In "Showboat" Ava very persuasively played the tragic half-caste Julie, and once again MGM refused to use her singing voice. However Ava's own voice had to be used on the soundtrack album, and this revealed that MGM's judgement was severely faulty. (On the Rhino CD of "Showboat", listeners can hear both versions of "Bill" and "Can't Help Loving That Man", and for many Ava's performances are not only acceptable, but are actually superior.)
20th Century Fox borrowed Ava for "The Snows Of Kilimanjaro", her second Hemingway movie. Ava was excellent as a self-assured and liberated woman, and fully conveyed the personality of the character. Back at MGM Ava played a different kind of independent woman in "Mogambo", a film that was dismissed by critics, despite being hugely entertaining. The contrast between Ava's freewheeling showgirl and Grace Kelly's sexual hypocrite is particularly enjoyable, partly, it must be said, because Grace Kelly was superb.

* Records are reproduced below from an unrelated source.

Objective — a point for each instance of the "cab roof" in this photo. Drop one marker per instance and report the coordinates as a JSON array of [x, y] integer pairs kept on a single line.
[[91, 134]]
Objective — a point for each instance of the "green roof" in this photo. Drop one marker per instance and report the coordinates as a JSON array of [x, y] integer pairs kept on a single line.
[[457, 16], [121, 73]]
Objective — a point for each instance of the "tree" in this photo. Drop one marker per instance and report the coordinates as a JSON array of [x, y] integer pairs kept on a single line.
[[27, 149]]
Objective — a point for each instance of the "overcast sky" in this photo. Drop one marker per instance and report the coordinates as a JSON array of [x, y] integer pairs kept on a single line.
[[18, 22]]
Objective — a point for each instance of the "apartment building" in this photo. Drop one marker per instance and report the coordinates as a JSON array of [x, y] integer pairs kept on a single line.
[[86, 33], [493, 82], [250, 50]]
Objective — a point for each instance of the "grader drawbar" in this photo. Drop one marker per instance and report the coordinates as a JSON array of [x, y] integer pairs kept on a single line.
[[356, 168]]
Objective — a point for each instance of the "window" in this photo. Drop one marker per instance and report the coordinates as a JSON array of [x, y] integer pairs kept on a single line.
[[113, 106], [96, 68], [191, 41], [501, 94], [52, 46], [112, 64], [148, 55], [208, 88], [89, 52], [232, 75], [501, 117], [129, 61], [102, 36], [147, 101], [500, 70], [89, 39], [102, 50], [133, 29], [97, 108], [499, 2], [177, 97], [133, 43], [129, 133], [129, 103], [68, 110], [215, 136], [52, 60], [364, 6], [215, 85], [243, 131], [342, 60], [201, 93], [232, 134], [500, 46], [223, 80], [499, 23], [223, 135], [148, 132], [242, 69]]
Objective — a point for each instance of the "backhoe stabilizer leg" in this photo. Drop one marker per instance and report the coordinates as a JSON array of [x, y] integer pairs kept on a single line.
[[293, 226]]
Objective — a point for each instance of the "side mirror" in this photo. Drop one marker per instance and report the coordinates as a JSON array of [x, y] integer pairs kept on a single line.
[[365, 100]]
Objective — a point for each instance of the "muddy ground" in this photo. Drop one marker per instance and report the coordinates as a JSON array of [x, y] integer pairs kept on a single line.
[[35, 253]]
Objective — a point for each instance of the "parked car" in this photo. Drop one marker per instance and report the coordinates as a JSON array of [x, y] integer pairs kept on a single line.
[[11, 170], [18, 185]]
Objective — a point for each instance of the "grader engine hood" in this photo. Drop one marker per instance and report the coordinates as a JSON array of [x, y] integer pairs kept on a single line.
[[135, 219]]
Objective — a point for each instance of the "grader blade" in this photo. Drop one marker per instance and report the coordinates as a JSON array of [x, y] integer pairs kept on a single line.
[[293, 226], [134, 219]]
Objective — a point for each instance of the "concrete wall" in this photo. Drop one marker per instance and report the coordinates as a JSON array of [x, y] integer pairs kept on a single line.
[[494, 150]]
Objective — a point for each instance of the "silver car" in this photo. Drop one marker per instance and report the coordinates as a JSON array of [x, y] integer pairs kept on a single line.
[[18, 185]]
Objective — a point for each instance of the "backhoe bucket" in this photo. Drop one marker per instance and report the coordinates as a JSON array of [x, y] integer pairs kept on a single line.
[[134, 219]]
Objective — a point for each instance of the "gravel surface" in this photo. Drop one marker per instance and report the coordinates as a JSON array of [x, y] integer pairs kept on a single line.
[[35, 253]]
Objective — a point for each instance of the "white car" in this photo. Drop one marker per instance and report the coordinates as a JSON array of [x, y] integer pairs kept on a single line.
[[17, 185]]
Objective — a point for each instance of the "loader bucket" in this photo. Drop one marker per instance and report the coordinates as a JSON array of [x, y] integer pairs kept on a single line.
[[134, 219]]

United Artists borrowed Ava for "The Barefoot Contessa", which was ahead of its time in making the heroine's sex drive the pivot of the plot. Writer/director Joseph Mankiewicz created a story of a Spanish slum girl who is taken to Hollywood, becomes a movie star, yet remains unimpressed by success and stardom. While indulging her sexual appetite secretly, she spurns the offers of jet set wolves, sensing that romantic fulfillment lies elsewhere. Eventually she meets her Prince Charming and marries him, but fate has a cruel joke in store. Again photographed lustrously by Jack Cardiff, Ava gave an excellent performance, radiating vibrancy and beauty while fully bringing out the conflicts felt by Maria. It is difficult to imagine any other actress embodying the role so convincingly. (When, in August 1982, Joseph Mankiewicz discussed his career at London's National Film Theatre, he was defensive about "The Barefoot Contessa", and emphasised that censorship had forced him to be circumspect in his delineation of Maria's sex drive. He seemed to feel the film did not work properly, and insisted that if he had made the movie twenty-five years later, a better film would have resulted. In fact, Mankiewicz was right when he made the film and wrong when he reminisced. The discreet approach works perfectly, and most members of the audience grasp what is involved. Today's blatancy would not serve the subject well.)
MGM then gave Ava the role of Victoria Jones, another half-caste, in "Bhowani Junction", set in India during the last days of the British Empire. Once again, Ava's unshowy brand of acting revealed to the audience her character's inner turmoil.
By now Ava was established as big star who appeared in large-budget, Cinemascope, colour productions shot on location with top directors like John Ford, George Cukor and Henry King. Cinema-goers responded by acknowledging that Ava was a more than adequate actress as well as being awesomely beautiful, and Ava became in the mid-1950s a major box-office attraction. However she did not achieve recognition from the critical establishment which continued for the rest of Ava's career to insist that she was merely a glamorous screen presence. They were supported in this by scandal and gossip magazines which delighted in printing stories that Ava was unhappy and was desperately searching for elusive fulfillment. Ignoring the fact that Ava had dumped Sinatra, they wrote routinely that she was pining for him. There were constant references to excessive drinking, although there was no deterioration in her looks to give credibility to such stories. On the contrary, in the mid and late 1950s, Ava became a byword in beauty, a yardstick by which other actresses were judged.